Né dans une famille de nobles wesphaliens qui comprend une parenté estimable, notamment avec le baron de Dost, commandeur de l’Ordre teutonique à Cologne. Il est sans doute parent du général von Wachtendonck qui a servi en Corse à la tête des troupes impériales. Son blason est composé de trois anneaux d’argent sur un fond sable. Son père était officier quand il se marie à une roturière, fille d’un marchand aisé de Liège ce qui provoque une rupture familiale.
Théodore, sa sœur et son frère, sont élevés par le comte de Mortagne, personnage riche et influent. La sœur de Théodore épouse le comte de Trévoux et il est lui-même page chez Élisabeth-Charlotte d'Orléans, princesse palatine. Grâce à la princesse, Théodore devient lieutenant au régiment d’Alsace mais c’est un jeune homme sans fortune, attiré par les excès de la jeunesse (les femmes et le jeu). Très tôt, il aime l’aventure et le mystère et il rentre au service du baron Goetz, ministre de Suède, pour des missions de diplomatie secrètes, puis il est à la Cour d’Espagne, au service du cardinal Jules Alberoni puis du duc de Ripperda, Secrétaire d'État (chef du gouvernement) du roi Philippe V d'Espagne.

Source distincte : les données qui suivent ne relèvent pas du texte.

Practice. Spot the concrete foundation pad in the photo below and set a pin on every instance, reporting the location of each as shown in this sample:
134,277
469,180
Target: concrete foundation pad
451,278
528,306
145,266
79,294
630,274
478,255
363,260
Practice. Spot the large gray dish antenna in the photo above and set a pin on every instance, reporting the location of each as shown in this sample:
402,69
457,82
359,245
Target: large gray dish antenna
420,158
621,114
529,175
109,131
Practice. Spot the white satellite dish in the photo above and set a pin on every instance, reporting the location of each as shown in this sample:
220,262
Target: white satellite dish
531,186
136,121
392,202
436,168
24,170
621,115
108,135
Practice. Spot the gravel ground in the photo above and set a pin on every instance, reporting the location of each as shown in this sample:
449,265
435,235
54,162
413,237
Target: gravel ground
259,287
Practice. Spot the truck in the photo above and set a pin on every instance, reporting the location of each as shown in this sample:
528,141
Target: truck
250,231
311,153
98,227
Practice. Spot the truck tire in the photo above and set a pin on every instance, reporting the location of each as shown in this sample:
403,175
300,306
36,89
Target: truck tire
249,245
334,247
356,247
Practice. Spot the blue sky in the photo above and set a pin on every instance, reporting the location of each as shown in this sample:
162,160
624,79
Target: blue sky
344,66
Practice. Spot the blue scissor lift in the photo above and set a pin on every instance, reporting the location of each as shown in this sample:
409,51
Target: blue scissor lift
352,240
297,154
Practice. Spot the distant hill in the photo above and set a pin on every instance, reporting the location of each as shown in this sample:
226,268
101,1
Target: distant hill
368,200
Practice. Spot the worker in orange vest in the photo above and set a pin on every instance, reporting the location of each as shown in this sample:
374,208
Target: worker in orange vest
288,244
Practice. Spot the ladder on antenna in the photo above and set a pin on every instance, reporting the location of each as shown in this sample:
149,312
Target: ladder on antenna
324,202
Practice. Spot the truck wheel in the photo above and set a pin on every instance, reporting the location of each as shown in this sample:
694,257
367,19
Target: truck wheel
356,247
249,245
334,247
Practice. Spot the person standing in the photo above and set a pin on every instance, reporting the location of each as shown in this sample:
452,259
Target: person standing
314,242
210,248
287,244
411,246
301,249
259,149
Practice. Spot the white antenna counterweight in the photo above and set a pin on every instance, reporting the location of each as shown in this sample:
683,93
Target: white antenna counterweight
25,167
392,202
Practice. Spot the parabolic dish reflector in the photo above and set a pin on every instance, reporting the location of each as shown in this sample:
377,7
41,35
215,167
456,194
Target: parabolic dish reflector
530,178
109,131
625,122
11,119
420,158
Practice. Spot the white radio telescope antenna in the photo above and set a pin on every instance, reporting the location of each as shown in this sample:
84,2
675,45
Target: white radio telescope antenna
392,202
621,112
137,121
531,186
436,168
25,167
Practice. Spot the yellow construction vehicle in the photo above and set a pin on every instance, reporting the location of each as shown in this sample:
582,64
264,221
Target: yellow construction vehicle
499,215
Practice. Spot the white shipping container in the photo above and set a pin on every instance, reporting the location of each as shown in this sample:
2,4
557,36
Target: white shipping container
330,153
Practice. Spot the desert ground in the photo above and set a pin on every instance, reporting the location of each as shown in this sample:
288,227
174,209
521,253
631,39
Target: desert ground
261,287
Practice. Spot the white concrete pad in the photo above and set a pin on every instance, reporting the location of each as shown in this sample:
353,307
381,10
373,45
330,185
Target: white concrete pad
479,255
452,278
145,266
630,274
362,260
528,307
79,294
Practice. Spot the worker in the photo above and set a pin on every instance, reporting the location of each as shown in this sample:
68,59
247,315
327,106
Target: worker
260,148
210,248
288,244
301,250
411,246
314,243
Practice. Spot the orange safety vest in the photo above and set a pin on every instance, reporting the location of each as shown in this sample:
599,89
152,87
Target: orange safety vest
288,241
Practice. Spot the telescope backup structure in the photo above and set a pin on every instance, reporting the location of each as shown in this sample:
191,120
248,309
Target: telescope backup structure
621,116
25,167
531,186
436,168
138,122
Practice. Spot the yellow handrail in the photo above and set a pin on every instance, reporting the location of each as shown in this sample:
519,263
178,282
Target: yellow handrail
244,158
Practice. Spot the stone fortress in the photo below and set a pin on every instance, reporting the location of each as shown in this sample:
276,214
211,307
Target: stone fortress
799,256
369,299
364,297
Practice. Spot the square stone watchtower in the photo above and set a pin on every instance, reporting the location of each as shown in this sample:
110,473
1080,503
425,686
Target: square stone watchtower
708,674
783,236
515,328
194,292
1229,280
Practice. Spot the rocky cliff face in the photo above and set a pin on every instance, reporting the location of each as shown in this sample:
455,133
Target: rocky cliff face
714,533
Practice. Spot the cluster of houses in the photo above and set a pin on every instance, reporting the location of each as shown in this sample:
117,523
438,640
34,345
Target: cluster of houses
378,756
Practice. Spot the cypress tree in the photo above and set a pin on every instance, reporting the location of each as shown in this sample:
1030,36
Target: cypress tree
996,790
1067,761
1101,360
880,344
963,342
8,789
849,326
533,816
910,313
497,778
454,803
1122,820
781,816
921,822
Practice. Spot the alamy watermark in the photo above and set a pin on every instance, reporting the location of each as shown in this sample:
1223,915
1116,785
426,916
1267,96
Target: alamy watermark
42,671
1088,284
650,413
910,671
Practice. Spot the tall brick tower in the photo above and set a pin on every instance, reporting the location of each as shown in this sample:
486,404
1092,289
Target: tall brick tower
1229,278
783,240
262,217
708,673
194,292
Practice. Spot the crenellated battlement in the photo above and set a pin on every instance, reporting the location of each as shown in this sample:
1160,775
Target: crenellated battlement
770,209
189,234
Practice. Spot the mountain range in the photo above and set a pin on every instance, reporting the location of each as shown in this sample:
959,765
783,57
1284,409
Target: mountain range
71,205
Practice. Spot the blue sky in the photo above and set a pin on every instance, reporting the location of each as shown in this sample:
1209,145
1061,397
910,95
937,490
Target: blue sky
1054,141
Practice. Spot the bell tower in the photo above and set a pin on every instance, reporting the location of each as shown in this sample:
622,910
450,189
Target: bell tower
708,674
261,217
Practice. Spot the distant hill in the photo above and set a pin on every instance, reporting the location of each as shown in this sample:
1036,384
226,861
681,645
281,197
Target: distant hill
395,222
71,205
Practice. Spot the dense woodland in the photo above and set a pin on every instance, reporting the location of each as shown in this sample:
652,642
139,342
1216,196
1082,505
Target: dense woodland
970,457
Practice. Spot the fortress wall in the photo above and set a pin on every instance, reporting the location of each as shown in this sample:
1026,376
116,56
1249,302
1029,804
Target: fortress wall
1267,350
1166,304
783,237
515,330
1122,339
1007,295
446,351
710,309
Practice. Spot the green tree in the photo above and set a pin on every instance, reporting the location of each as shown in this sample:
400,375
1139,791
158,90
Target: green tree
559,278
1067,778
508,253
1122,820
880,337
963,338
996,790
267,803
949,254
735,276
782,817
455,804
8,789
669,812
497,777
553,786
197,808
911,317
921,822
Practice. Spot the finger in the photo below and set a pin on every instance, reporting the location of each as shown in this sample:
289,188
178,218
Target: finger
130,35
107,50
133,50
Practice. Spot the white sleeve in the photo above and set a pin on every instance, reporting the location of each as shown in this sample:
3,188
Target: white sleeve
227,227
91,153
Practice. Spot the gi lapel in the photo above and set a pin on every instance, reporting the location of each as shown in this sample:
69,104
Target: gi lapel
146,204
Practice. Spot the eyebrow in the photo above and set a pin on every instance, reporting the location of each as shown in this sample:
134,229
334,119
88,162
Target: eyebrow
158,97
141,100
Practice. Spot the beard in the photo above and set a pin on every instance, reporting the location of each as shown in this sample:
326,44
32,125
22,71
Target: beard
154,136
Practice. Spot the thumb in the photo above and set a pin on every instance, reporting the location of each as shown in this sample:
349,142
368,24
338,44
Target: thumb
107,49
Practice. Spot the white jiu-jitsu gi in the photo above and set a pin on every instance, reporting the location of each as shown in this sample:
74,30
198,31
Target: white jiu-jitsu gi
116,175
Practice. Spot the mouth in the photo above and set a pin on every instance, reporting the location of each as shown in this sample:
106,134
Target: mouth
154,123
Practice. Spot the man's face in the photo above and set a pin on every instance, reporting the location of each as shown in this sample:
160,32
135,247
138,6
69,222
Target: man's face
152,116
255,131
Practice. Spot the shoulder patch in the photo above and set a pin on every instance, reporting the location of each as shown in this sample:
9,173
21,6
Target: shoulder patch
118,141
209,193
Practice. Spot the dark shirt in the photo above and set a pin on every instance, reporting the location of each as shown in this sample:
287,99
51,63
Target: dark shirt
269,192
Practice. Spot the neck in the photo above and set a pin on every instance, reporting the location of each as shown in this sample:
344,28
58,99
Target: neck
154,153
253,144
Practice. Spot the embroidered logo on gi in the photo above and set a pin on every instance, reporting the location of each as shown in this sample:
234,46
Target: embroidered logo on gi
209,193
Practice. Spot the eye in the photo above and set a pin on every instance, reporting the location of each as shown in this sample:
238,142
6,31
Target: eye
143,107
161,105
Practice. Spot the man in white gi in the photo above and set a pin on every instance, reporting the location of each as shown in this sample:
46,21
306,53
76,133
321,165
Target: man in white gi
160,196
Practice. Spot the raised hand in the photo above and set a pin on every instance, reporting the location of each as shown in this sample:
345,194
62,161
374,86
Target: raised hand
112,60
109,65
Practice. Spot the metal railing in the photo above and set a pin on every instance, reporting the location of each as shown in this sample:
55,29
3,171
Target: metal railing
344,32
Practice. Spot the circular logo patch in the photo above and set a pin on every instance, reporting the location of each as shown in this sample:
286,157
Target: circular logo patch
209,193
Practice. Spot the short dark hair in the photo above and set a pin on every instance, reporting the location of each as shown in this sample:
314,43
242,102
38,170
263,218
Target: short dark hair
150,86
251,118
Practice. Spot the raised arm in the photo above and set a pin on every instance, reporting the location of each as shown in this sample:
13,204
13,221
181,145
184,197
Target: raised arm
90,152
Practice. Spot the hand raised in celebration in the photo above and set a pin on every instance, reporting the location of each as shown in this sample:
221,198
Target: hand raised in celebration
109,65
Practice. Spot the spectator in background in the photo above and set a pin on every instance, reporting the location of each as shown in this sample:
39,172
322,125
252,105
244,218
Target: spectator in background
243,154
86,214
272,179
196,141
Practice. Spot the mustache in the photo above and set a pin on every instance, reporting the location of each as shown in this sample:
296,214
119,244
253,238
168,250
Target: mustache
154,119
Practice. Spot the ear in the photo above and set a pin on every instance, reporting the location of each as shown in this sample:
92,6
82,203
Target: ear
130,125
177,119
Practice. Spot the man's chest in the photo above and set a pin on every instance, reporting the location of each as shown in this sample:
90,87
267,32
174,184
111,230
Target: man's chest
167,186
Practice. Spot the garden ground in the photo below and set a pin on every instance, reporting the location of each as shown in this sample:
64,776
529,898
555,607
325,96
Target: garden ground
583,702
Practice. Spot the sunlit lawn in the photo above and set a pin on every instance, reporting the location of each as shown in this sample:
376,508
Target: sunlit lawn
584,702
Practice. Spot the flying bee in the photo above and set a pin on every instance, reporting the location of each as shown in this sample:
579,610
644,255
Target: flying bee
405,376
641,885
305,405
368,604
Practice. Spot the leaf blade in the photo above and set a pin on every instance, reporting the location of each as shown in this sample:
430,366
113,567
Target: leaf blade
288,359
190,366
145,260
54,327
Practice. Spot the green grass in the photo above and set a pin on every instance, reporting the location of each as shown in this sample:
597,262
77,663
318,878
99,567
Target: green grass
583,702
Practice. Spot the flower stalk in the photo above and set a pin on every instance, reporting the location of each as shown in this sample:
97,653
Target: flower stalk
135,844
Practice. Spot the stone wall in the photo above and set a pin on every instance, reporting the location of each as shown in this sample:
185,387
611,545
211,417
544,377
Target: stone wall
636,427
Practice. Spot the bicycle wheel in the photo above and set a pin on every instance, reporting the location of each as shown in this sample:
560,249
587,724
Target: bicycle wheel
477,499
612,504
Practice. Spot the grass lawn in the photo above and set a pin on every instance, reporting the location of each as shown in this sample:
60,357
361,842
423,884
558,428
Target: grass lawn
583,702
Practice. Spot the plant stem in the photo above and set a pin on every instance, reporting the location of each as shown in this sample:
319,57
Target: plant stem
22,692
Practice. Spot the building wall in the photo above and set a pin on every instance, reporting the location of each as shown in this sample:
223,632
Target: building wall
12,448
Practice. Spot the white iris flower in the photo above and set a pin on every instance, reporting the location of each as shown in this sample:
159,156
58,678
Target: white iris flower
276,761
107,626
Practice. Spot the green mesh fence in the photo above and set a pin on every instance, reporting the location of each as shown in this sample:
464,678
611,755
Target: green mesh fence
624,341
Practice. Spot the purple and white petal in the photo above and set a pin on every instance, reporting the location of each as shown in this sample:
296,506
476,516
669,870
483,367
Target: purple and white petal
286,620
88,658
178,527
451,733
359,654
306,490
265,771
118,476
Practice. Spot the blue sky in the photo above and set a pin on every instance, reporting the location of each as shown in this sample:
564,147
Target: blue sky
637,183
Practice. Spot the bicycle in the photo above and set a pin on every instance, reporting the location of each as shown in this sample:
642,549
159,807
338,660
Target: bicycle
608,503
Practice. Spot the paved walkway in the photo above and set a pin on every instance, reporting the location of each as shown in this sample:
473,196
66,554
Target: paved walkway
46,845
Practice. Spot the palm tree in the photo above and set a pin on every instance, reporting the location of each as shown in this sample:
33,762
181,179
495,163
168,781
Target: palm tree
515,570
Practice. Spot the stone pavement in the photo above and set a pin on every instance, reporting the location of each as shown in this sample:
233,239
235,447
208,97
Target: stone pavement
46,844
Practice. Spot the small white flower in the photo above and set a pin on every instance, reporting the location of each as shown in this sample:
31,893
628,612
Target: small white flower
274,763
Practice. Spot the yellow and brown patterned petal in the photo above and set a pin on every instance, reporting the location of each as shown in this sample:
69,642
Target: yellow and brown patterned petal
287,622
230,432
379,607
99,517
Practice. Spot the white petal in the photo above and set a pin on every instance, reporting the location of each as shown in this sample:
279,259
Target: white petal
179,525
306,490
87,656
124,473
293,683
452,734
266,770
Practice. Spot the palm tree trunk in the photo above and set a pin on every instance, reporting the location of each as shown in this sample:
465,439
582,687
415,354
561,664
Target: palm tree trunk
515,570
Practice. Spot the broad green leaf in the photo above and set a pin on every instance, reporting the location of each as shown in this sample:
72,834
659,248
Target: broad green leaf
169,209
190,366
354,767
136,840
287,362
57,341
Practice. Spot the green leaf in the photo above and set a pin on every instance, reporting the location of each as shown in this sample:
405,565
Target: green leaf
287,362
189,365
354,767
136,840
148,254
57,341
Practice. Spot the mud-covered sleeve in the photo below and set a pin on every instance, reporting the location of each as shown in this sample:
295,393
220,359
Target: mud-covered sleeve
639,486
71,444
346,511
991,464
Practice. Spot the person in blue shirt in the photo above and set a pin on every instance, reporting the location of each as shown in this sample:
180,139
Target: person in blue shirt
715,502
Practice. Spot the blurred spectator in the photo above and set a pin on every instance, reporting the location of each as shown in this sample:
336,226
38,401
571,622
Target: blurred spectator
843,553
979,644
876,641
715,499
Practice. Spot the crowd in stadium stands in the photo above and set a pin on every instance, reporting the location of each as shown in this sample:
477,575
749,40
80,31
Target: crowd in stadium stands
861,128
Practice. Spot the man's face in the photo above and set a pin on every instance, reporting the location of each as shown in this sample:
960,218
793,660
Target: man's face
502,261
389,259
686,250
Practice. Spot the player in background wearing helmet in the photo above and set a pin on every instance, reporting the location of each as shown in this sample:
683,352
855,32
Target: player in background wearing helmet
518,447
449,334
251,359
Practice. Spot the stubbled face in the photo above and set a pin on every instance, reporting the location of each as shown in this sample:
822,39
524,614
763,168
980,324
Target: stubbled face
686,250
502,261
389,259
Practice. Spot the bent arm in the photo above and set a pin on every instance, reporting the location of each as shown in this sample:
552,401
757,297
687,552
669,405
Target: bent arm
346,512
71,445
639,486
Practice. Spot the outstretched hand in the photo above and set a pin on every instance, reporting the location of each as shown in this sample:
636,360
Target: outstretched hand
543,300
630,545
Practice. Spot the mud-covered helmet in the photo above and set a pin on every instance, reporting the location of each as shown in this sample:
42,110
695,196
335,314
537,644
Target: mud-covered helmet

Il effectue une mission en Écosse afin d’examiner les possibilités de rétablissement des Stuart.
En Espagne, il épouse Elisabeth Sarsfield de Kilmarnock, fille d’un noble catholique partisan des Stuart. Il semblerait qu’il ait eu une fille avec son épouse mais le mariage ne sera pas heureux et il est accusé d’avoir détourné la dot de son épouse. En mission en Hollande, il rencontre l’ambassadeur de l’Empereur auquel il vend des renseignements et celui-ci l’envoie à Gênes pour obtenir des renseignements sur le soulèvement corse.
Il y prend contact avec des Génois mais aussi en Toscane avec des chefs corses. Ses rencontres renouvelées avec les chefs corses le conduiront à une proposition d’action à la suite de l’échec du traité de Corte. Grâce à ses contacts et à son expérience dans le domaine du renseignement, il perçoit une opportunité personnelle.
Il semble en effet qu’à partir de cette date, il n’agisse plus pour le compte de l’Espagne ni pour le compte de l’Empereur mais comme un véritable « électron libre » qui choisit son destin et tente un coup d’éclat personnel avec l’argent de ses commanditaires inconnus. Il reste un an à Tunis pour préparer l’expédition et acheter des armes.
Vers la Corse
Il rencontre à Livourne des exilés corses : Giafferi, Ceccaldi, Aitelli, Orticoni et Sebastiano Costa. Ceux-ci s’allient à lui pour gagner leur cause auprès des cours d’Europe où Neuhoff se donne beaucoup de mal pour la défendre. Le 20 mars 1736, à bord d’un bâtiment britannique armé de 3 000 fusils, des canons mais aussi de l’argent et des bottes dont les Corses ont besoin, il débarque à Aléria, avec une suite de 16 personnes : un officier, un maître d’hôtel, un cuisinier, un majordome, un chapelain, 3 esclaves maures et huit autres domestiques, les représentants locaux viennent lui rendre hommage. Le 15 avril, à Alesani, il est élu roi de Corse et approuve une constitution monarchique qui prévoit un impôt modeste, une université, un ordre de noblesse, des décorations comme l’Ordre de la Clef d’Or ou l’Ordre de la Délivrande et l’accession des Corses à tous les emplois publics. Acclamé et placé sous l’invocation de la Trinité et de l’Immaculée Vierge Marie, Théodore prend son rôle très au sérieux. Ainsi, et bien qu’il n’ait pu totalement s’acquitter des services des grands chefs de la Corse, il acquiert une certaine popularité auprès du peuple. Il a résidé dans l'ancien palais épiscopal de Cervione.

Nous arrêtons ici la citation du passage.